Dawes reports the upgraded translation capabilities are part of the new flagship GPT-4o model for ChatGPT. OpenAI said the new model is better at interacting with voice, photo and video than the previous model. The company said that a user, for example, could take a photo of a menu and ask ChatGPT to translate it. 

Next, several major airlines are suing the Biden administration over its new rule requiring carriers to disclose all fees associated with buying a ticket, writes Airlines Reporter Meghna Maharishi. 

Several carriers, including American, Delta, and United joined the suit along with Airlines for America, the trade group representing prominent U.S. airlines. The group said the new rule would create more confusion for consumers. Airlines for America added that it believed carriers already disclosed all fees to customers before ticket purchases. 

The Department of Transportation unveiled a rule in April requiring airlines disclose the prices of checked baggage, carry-ons and changing a reservation. 

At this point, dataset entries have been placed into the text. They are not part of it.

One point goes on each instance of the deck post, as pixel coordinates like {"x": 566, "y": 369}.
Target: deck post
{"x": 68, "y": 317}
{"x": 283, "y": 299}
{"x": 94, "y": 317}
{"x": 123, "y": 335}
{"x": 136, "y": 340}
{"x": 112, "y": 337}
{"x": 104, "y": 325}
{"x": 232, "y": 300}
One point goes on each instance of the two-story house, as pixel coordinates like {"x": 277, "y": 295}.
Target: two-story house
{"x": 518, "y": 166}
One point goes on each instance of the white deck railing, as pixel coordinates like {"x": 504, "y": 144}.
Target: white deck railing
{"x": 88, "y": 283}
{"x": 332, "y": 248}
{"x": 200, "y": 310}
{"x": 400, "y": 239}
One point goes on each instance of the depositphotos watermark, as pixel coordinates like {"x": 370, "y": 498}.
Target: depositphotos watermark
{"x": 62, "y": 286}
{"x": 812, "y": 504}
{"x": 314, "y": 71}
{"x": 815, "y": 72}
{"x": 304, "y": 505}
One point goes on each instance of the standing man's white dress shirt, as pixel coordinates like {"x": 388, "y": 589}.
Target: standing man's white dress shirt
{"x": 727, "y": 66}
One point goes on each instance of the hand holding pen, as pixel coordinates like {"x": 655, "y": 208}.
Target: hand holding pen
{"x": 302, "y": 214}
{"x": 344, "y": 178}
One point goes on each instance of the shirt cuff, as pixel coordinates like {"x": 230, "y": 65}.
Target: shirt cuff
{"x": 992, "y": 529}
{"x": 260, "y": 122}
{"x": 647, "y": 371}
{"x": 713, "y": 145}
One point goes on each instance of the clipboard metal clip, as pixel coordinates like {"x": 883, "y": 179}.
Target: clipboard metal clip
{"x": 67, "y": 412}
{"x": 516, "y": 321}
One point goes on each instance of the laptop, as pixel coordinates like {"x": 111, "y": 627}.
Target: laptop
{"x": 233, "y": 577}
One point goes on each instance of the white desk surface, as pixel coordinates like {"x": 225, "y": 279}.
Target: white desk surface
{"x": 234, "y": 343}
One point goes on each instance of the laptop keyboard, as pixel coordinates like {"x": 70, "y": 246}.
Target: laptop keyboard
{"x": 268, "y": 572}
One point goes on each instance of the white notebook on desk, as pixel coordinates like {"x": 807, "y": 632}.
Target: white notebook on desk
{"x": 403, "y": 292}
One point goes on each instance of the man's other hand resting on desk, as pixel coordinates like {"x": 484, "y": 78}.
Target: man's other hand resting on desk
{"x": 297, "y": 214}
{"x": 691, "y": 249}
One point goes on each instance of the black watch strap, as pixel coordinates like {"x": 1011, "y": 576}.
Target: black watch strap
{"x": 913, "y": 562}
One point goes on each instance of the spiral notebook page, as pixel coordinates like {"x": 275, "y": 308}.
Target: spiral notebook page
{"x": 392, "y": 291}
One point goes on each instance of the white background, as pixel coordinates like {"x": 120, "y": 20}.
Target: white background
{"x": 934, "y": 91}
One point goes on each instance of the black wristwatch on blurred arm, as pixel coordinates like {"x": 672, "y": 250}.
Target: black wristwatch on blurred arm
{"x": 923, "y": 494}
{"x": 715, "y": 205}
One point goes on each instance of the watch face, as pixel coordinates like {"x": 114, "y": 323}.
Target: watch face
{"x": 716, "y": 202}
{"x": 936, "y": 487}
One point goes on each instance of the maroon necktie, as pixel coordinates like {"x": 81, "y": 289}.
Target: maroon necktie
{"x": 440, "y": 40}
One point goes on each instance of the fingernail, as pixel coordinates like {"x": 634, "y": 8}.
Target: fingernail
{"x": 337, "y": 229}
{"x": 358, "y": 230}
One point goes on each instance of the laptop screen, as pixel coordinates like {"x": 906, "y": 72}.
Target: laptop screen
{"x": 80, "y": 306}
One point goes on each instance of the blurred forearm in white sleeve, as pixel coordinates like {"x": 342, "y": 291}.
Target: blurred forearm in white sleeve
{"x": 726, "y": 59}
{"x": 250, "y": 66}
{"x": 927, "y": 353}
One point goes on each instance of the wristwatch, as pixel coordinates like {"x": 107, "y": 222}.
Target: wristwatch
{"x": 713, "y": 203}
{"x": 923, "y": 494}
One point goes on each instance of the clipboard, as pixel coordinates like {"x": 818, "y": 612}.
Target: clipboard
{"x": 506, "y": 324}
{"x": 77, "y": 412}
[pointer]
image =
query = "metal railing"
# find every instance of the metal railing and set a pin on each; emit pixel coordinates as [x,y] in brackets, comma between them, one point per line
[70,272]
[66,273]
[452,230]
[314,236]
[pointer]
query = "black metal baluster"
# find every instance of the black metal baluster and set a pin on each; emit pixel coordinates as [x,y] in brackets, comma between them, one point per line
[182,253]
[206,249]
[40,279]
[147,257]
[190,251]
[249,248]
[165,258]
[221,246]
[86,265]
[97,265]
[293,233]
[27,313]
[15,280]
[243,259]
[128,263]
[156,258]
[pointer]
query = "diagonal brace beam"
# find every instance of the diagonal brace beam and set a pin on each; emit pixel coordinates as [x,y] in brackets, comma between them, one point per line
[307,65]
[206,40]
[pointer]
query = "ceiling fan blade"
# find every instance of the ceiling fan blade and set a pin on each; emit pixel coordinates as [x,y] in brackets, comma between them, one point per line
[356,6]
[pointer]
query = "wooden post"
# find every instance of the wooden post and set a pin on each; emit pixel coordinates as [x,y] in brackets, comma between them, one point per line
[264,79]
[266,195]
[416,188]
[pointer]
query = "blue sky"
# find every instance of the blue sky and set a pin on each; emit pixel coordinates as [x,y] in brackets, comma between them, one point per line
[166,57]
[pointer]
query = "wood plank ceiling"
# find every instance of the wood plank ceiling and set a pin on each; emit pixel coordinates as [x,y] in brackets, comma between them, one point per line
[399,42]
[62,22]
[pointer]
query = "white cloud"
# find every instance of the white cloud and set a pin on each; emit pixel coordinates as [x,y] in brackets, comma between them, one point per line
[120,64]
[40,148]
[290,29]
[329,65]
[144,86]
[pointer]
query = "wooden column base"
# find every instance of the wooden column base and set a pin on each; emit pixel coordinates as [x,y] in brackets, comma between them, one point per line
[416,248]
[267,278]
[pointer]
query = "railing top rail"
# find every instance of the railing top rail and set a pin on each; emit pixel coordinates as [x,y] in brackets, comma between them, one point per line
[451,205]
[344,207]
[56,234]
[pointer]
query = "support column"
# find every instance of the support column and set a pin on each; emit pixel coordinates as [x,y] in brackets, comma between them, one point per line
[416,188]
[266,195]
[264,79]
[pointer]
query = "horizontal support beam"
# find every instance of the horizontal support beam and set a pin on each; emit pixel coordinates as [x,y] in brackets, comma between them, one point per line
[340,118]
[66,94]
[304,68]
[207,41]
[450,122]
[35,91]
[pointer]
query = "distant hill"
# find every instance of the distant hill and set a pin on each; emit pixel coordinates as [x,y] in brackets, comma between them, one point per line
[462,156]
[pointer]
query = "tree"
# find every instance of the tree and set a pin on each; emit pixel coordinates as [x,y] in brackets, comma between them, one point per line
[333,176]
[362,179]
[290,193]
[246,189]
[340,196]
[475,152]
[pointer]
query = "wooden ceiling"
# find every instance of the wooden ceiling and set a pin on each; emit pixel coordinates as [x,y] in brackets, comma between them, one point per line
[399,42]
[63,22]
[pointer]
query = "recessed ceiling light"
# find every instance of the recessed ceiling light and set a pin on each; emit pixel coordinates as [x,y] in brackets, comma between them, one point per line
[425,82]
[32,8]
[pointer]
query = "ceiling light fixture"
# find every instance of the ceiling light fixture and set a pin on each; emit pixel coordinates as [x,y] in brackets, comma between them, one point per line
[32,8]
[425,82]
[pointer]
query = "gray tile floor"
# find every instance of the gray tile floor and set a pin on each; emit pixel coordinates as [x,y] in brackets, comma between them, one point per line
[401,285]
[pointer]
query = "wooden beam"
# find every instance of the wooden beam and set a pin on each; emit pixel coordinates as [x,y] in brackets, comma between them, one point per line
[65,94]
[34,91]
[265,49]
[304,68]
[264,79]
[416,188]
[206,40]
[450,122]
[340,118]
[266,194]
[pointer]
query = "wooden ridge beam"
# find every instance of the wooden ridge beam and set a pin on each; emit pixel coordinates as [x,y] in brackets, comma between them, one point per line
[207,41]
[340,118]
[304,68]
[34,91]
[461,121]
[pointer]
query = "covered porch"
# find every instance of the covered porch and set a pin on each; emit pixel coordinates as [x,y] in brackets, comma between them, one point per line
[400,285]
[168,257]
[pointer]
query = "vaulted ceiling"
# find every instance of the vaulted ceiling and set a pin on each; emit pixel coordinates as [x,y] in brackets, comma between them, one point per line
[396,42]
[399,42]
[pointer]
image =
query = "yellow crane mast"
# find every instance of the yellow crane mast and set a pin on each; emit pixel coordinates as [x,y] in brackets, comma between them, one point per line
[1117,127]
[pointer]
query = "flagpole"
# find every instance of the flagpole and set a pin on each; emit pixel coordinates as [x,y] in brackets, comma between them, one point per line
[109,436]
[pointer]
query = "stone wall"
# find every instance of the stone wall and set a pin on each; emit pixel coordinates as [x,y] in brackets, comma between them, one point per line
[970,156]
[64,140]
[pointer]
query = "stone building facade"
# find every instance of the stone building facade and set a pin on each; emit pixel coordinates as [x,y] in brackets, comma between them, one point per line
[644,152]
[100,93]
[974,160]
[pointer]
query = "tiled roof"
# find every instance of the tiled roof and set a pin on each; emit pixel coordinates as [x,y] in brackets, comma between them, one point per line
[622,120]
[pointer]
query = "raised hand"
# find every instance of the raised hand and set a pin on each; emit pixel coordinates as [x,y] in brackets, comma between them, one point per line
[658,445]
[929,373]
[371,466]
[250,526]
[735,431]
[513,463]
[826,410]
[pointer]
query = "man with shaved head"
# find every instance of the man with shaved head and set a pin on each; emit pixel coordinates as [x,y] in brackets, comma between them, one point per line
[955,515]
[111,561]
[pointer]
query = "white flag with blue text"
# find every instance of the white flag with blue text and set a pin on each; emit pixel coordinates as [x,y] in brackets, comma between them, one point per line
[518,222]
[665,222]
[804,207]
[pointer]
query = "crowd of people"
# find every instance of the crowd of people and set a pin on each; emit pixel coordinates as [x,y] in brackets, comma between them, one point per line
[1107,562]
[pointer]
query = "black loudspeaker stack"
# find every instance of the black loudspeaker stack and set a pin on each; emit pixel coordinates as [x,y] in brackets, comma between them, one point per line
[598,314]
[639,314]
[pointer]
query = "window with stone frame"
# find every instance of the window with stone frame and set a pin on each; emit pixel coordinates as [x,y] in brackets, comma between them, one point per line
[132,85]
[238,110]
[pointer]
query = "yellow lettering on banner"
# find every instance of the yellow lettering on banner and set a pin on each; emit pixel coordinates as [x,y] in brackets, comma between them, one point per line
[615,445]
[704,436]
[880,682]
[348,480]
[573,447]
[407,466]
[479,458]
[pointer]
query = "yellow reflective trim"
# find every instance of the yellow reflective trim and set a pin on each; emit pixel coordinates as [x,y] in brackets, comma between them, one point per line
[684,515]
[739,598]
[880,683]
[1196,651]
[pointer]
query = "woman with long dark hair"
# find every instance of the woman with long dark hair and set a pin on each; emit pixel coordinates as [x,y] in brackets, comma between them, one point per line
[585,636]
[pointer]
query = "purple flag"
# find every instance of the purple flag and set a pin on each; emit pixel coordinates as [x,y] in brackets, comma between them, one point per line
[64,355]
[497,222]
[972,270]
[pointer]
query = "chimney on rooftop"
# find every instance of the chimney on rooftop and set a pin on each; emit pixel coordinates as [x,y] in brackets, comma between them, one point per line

Finally, European authorities have designated Booking.com’s parent company, Booking Holdings, as a “gatekeeper.” That means Booking.com  will be subject to tighter regulation on the continent, reports Senior Hospitality Editor Sean O’Neill 

O’Neill notes the European Commission’s move will impose stricter rules on Booking.com regarding content moderation and make it easier for consumers to switch to other providers. Booking Holdings now has six months to submit a report outlining how it will comply with certain obligations. 

Non-compliance could result in fines of up to 10% of Booking Holdings’ total worldwide revenue.